Diversification of the workforce is a priority in many industries in South Florida and elsewhere. Companies both large and small have increasingly sought to hire employees with varied backgrounds, experiences and worldviews.

It is thought that diversity in employee population bring diversity of thought, expansion of knowledge and greater depth in the workplace experience. However, diversity in the workforce also seems to be contributing to a record high in the number of workplace discrimination claims being filed in the United States.

During 2011, nearly 100,000 discrimination complaints were received by the Equal Employment Opportunity Commission (EEOC). Though the EEOC has been operating for almost 50 years, it has never received more discrimination complaints in a single year.

A former counsel for the EEOC attributes the increase in part to the increased diversity of the American workforce. In response to the data, he noted that, "We're seeing a greater diversity among minority groups in America. We're seeing more workers from India, Pakistan and other countries that bring additional religious complexity to the work force."

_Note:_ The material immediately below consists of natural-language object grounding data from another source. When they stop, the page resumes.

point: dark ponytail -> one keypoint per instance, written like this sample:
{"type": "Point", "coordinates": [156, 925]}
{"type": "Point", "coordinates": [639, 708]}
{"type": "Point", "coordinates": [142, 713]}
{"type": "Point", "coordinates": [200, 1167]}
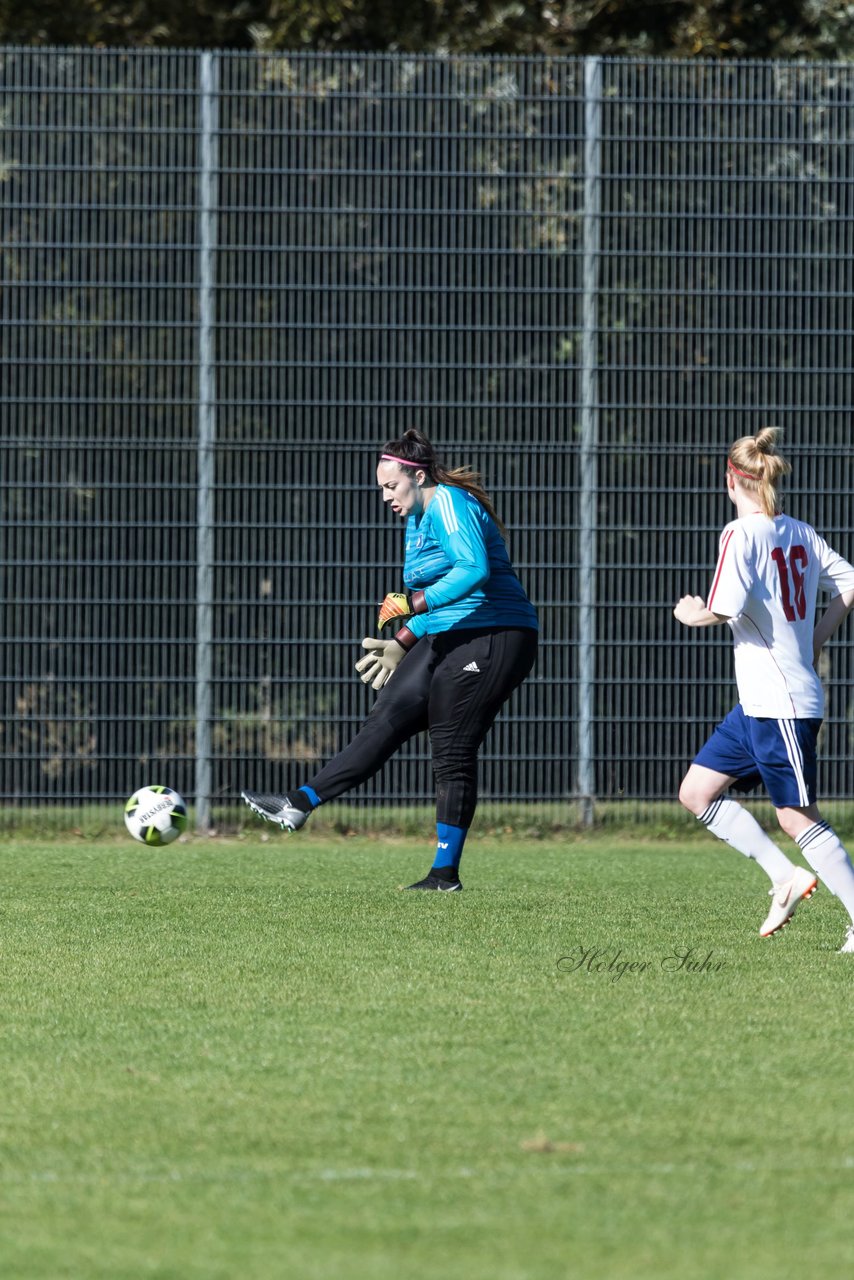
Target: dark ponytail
{"type": "Point", "coordinates": [415, 448]}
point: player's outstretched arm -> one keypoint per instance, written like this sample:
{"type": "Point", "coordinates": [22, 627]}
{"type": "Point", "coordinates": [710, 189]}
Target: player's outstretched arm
{"type": "Point", "coordinates": [692, 612]}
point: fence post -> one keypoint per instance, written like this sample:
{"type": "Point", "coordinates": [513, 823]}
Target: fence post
{"type": "Point", "coordinates": [588, 478]}
{"type": "Point", "coordinates": [206, 430]}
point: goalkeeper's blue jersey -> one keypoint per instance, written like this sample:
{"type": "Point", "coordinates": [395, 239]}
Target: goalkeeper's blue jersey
{"type": "Point", "coordinates": [456, 556]}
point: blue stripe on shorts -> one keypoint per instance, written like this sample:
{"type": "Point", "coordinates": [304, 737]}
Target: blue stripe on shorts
{"type": "Point", "coordinates": [777, 753]}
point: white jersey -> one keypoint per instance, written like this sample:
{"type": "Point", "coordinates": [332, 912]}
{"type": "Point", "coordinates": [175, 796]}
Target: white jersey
{"type": "Point", "coordinates": [767, 579]}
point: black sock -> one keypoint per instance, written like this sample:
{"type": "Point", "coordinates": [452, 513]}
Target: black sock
{"type": "Point", "coordinates": [300, 800]}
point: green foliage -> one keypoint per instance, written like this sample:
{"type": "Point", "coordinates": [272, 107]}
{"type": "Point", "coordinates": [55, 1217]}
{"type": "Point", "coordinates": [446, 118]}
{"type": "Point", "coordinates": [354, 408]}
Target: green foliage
{"type": "Point", "coordinates": [685, 28]}
{"type": "Point", "coordinates": [220, 1061]}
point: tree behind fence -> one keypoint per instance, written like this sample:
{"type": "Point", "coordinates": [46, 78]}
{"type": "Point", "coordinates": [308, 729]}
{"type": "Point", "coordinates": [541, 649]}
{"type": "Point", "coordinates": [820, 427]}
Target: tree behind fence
{"type": "Point", "coordinates": [229, 278]}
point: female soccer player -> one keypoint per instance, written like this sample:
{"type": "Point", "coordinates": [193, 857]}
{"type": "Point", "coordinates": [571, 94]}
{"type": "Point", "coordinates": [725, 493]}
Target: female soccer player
{"type": "Point", "coordinates": [470, 639]}
{"type": "Point", "coordinates": [768, 572]}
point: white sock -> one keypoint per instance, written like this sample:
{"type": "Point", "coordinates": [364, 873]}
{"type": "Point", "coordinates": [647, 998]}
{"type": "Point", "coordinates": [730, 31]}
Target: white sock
{"type": "Point", "coordinates": [826, 854]}
{"type": "Point", "coordinates": [730, 822]}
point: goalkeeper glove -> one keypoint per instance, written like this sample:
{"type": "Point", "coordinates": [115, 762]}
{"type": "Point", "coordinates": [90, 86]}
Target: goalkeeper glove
{"type": "Point", "coordinates": [383, 657]}
{"type": "Point", "coordinates": [398, 606]}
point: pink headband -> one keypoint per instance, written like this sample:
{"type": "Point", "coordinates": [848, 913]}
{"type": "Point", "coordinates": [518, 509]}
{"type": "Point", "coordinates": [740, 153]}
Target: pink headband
{"type": "Point", "coordinates": [405, 462]}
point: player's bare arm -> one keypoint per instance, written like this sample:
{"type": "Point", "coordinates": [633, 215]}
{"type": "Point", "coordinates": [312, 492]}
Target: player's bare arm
{"type": "Point", "coordinates": [692, 612]}
{"type": "Point", "coordinates": [834, 616]}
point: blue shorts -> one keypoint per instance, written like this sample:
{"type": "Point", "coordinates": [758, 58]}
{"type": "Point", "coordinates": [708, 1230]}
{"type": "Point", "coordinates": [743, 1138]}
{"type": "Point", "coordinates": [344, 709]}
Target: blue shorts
{"type": "Point", "coordinates": [780, 753]}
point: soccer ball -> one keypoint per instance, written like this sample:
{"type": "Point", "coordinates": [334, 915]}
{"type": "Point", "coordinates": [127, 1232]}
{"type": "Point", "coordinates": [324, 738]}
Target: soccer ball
{"type": "Point", "coordinates": [156, 816]}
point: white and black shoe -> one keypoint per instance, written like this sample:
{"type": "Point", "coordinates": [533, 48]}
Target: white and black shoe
{"type": "Point", "coordinates": [279, 809]}
{"type": "Point", "coordinates": [443, 883]}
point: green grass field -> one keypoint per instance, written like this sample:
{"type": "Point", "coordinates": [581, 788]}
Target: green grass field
{"type": "Point", "coordinates": [254, 1059]}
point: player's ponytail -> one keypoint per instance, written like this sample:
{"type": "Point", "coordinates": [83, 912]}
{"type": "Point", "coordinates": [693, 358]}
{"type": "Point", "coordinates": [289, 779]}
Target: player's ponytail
{"type": "Point", "coordinates": [414, 448]}
{"type": "Point", "coordinates": [758, 466]}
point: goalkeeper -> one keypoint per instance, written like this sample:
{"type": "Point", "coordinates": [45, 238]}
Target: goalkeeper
{"type": "Point", "coordinates": [466, 638]}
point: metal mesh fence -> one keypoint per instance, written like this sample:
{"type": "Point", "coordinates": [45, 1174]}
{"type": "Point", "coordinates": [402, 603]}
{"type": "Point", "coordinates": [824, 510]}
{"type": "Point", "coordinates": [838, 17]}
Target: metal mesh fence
{"type": "Point", "coordinates": [229, 278]}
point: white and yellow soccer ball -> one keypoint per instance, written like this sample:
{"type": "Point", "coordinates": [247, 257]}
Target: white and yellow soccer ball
{"type": "Point", "coordinates": [155, 816]}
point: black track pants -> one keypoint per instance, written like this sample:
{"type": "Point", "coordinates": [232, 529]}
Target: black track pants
{"type": "Point", "coordinates": [452, 685]}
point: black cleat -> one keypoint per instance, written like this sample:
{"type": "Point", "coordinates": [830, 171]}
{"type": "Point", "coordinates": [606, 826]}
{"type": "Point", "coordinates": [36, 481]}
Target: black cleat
{"type": "Point", "coordinates": [279, 809]}
{"type": "Point", "coordinates": [442, 883]}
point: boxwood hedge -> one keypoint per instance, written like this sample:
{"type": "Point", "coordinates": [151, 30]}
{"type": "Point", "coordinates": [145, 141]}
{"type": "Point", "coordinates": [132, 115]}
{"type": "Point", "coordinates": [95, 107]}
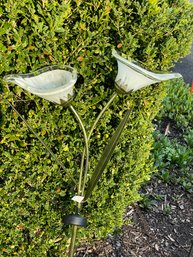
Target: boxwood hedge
{"type": "Point", "coordinates": [35, 192]}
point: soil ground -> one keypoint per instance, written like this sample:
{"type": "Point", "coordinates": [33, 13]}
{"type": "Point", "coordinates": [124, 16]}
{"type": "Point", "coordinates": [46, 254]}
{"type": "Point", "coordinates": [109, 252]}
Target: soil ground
{"type": "Point", "coordinates": [165, 230]}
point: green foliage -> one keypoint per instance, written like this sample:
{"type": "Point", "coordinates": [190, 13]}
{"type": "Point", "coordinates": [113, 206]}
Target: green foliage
{"type": "Point", "coordinates": [174, 161]}
{"type": "Point", "coordinates": [35, 193]}
{"type": "Point", "coordinates": [177, 106]}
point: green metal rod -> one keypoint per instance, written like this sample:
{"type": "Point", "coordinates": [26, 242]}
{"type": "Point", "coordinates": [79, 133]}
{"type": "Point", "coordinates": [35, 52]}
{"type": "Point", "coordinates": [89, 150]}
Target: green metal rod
{"type": "Point", "coordinates": [85, 147]}
{"type": "Point", "coordinates": [92, 129]}
{"type": "Point", "coordinates": [72, 242]}
{"type": "Point", "coordinates": [42, 142]}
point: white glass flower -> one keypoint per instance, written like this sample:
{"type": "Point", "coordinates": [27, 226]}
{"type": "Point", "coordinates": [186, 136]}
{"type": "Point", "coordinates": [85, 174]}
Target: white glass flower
{"type": "Point", "coordinates": [53, 83]}
{"type": "Point", "coordinates": [132, 77]}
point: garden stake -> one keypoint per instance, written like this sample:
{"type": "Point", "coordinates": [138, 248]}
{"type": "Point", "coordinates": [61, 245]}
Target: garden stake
{"type": "Point", "coordinates": [56, 84]}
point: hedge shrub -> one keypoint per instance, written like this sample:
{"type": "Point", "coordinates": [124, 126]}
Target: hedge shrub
{"type": "Point", "coordinates": [35, 193]}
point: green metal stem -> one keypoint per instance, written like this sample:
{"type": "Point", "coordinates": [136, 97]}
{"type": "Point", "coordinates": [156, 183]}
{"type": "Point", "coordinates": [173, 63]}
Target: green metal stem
{"type": "Point", "coordinates": [42, 142]}
{"type": "Point", "coordinates": [92, 129]}
{"type": "Point", "coordinates": [85, 147]}
{"type": "Point", "coordinates": [72, 242]}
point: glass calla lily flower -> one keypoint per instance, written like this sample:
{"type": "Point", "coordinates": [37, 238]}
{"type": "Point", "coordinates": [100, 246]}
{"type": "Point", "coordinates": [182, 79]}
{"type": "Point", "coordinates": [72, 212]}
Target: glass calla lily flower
{"type": "Point", "coordinates": [53, 83]}
{"type": "Point", "coordinates": [132, 77]}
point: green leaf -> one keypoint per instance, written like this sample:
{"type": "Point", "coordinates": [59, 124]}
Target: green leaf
{"type": "Point", "coordinates": [107, 153]}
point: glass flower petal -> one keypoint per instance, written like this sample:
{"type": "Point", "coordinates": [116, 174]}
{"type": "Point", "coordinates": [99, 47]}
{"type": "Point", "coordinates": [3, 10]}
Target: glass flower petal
{"type": "Point", "coordinates": [53, 83]}
{"type": "Point", "coordinates": [132, 77]}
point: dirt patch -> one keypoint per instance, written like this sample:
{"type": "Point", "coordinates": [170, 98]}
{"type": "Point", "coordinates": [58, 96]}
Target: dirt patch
{"type": "Point", "coordinates": [165, 230]}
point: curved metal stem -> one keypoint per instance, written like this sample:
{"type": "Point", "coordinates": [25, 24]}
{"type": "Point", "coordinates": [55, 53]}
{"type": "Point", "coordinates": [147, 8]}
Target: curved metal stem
{"type": "Point", "coordinates": [72, 242]}
{"type": "Point", "coordinates": [86, 151]}
{"type": "Point", "coordinates": [92, 129]}
{"type": "Point", "coordinates": [42, 142]}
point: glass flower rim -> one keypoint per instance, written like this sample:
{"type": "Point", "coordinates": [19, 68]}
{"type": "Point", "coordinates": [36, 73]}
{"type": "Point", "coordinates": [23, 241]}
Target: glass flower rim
{"type": "Point", "coordinates": [138, 67]}
{"type": "Point", "coordinates": [40, 71]}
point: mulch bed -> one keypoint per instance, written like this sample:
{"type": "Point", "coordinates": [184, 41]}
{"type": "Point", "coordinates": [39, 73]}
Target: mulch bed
{"type": "Point", "coordinates": [157, 232]}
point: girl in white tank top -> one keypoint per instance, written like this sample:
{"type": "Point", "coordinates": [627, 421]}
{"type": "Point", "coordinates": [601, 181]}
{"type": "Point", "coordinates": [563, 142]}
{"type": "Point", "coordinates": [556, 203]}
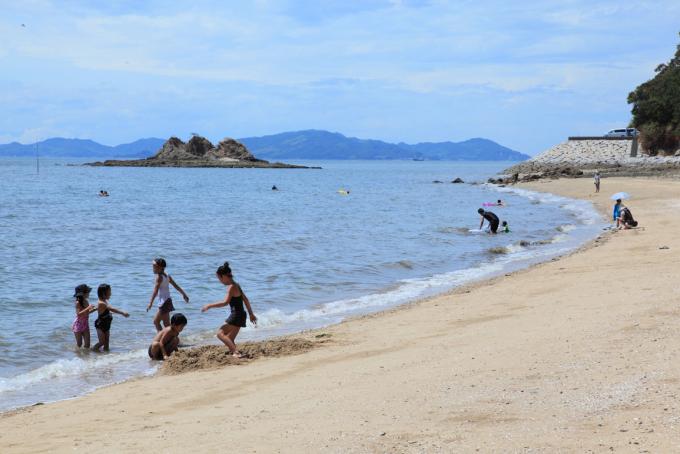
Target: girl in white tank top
{"type": "Point", "coordinates": [162, 291]}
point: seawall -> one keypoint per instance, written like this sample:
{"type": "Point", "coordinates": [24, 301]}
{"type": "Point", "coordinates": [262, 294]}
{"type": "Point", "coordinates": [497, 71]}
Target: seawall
{"type": "Point", "coordinates": [609, 155]}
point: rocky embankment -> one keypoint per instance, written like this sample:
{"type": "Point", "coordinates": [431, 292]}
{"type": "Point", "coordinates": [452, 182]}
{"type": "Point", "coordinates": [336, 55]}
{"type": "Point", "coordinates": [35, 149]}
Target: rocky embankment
{"type": "Point", "coordinates": [578, 157]}
{"type": "Point", "coordinates": [199, 152]}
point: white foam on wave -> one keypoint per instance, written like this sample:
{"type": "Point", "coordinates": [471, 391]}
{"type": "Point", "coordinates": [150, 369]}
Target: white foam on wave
{"type": "Point", "coordinates": [412, 289]}
{"type": "Point", "coordinates": [64, 368]}
{"type": "Point", "coordinates": [403, 292]}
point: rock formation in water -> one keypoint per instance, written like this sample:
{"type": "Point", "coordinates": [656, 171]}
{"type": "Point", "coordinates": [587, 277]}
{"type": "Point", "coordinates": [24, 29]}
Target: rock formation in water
{"type": "Point", "coordinates": [199, 152]}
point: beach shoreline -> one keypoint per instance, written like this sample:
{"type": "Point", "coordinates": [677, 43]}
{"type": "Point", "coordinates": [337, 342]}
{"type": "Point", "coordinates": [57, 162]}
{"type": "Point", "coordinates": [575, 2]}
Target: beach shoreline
{"type": "Point", "coordinates": [403, 413]}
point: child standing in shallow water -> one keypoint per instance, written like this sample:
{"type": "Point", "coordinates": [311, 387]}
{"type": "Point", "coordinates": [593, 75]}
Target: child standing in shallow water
{"type": "Point", "coordinates": [235, 298]}
{"type": "Point", "coordinates": [103, 322]}
{"type": "Point", "coordinates": [162, 291]}
{"type": "Point", "coordinates": [81, 325]}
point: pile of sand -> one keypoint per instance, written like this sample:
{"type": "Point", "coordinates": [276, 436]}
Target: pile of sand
{"type": "Point", "coordinates": [212, 356]}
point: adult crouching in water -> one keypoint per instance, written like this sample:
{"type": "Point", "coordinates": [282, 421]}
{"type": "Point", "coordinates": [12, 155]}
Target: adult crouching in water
{"type": "Point", "coordinates": [489, 216]}
{"type": "Point", "coordinates": [235, 299]}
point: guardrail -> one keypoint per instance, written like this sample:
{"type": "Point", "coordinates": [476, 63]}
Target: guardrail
{"type": "Point", "coordinates": [600, 138]}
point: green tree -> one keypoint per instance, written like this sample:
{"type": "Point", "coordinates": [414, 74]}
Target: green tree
{"type": "Point", "coordinates": [656, 108]}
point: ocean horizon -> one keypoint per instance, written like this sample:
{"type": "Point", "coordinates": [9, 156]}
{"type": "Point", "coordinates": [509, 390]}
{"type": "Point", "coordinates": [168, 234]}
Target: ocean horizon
{"type": "Point", "coordinates": [307, 255]}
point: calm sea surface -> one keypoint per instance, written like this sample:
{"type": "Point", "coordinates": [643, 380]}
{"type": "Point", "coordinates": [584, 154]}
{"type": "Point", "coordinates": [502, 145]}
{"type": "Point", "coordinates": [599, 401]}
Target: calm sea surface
{"type": "Point", "coordinates": [306, 255]}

This diversity brings many benefits to companies as a whole and to employees on an individual level. However, change on any significant level tends to be followed by an adjustment period. Unfortunately, the adjustment period for unprecedented diversity is inspiring discrimination amongst those slow to accept or understand these changes.

As in recent years, sex, race and retaliation-based discrimination claims were filed in the largest numbers. However, marked increases in complaints filed due to discrimination related to national origin and religion were the unique contributions to the 2011 data. Age and disability-based claims also rose last year.

In Florida and throughout the nation, diversity is becoming the rule rather than the exception. Until the benefits of this reality are understood and respected, discrimination claims may unfortunately continue to climb. However, we can at least celebrate the fact that record numbers of employees are speaking out in defense of their rights.